A romantização da garra brasileira
“Brasileiro é guerreiro.”
“Brasileiro não desiste nunca."
“Brasileiro faz das tripas coração.”
“Teeeeente outra veeezzz.” (Valeu, Raul.)
A gente cresce ouvindo que o nosso povo é forte, resiliente, corajoso, gente que mata um leão por dia e corre atrás. Uma necessidade de sobrevivência que acabou virando uma espécie de medalha de honra, como se fosse bonito viver se fudendo e sorrindo mesmo assim.
Mas será que somos tudo isso mesmo? Ou somos só pessoas tentando fazer de tudo pra sobreviver porque não têm opção? Ou é isso, ou é passar fome e morar na rua. Não tem plano B.
A mulher que acorda às 4h da manhã pra pegar dois ônibus, trabalha 12 horas, volta pra casa, cuida dos filhos, faz o jantar e ainda arruma tempo pra estudar… ela não é guerreira porque quer. Ela é guerreira porque, se não for, não come.
O cara que tá “empreendendo” vendendo bombom na rua depois de ser demitido não é empresário nem senhor do próprio destino. É só um cara tentando não passar fome e manter as contas em dia.
Mas a gente romantiza essas situações. Olhamos para essas pessoas com trabalhos totalmente precarizados e chamamos de heróis, guerreiros, lutadores. Personagens de novela das nove que sofrem pra caramba, mas que, no fim, têm a promessa de uma virada de vida ao som de Roupa Nova.

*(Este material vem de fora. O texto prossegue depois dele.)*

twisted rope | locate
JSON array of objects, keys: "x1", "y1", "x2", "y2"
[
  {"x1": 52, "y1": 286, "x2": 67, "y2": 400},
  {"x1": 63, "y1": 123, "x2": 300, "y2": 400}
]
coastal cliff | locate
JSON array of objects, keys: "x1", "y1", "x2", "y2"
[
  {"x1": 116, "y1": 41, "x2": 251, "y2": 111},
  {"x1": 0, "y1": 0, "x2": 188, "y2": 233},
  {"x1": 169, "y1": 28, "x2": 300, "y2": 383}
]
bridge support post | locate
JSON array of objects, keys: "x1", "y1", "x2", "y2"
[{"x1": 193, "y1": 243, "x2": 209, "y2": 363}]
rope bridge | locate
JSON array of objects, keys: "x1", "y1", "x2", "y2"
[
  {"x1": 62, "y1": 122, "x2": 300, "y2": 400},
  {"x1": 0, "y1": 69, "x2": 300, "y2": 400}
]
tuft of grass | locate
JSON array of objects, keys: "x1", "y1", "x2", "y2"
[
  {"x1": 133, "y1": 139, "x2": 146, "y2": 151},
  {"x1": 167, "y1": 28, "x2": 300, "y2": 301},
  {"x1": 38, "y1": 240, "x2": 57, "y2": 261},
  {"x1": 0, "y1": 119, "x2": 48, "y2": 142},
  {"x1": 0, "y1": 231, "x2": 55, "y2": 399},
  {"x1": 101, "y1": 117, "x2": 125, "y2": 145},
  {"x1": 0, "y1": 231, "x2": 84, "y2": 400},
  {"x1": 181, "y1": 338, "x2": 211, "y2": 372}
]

Eu sou filho de uma empregada doméstica e de um vendedor autônomo. Meus pais lutaram a vida inteira pra gente ter o mínimo: educação e comida na mesa. Vi meu pai tentar de tudo, empreender, conseguir um emprego melhor, sem sucesso. Morreu aos 68 anos, num hospital público, onde a gente tinha que comprar, pasmem, até os sedativos que aplicavam nele porque não tinha no estoque do hospital, sem conquistar a casa própria, sem deixar pensão pra minha mãe, que segue trabalhando como doméstica. Eles tentaram. Eu vi o esforço deles.
Deram o melhor que podiam com o conhecimento e as ferramentas que tinham. E, com todo respeito ao Harper Lee, baseado na experiência da minha família eu digo: o “sol” talvez não seja para todos.
Enquanto a gente aplaude a garra do povo, ninguém se pergunta: por que é que a gente precisa lutar tanto pra conseguir tão pouco? Essa exaltação da força vira anestesia. Vira desculpa pra manter tudo do jeito que tá. Porque é mais fácil elogiar o “jeitinho brasileiro” do que resolver o problema que obrigou ele a existir.
Essa nossa “força” talvez seja exatamente o que nos mantém na merda. Porque quem deveria resolver os problemas de acesso a oportunidades e qualidade de vida vê a gente se virando, dando um jeitinho, e pensa: “Eles estão dando conta. Eles sempre dão. Nosso povo é forte, nosso povo aguenta. Deixa assim.” E a gente segue aqui, achando bonito o que, na real, é triste pra cacete.
Milton Nascimento e Fernando Brant já diziam: “Uma gente que ri quando deve chorar, e não vive, apenas aguenta.”
É exaustivo pra caramba.
Seria ótimo se, no Brasil, a gente não precisasse ser herói todos os dias. Ser forte todos os dias. Aguentar esses absurdos todos os dias.
E sabe o que me faz sentir ainda mais otário? Apesar de toda essa merda, eu ainda amo o Brasil. Tenho um orgulho danado de ser brasileiro.
Alguém, por favor, atire em mim.
Vamos parar de transformar sofrimento em virtude. Isso só é bonito em novela. Na vida real, é rir da própria tragédia. Coisa que, indevidamente, somos bons demais aqui na Terra Brasilis.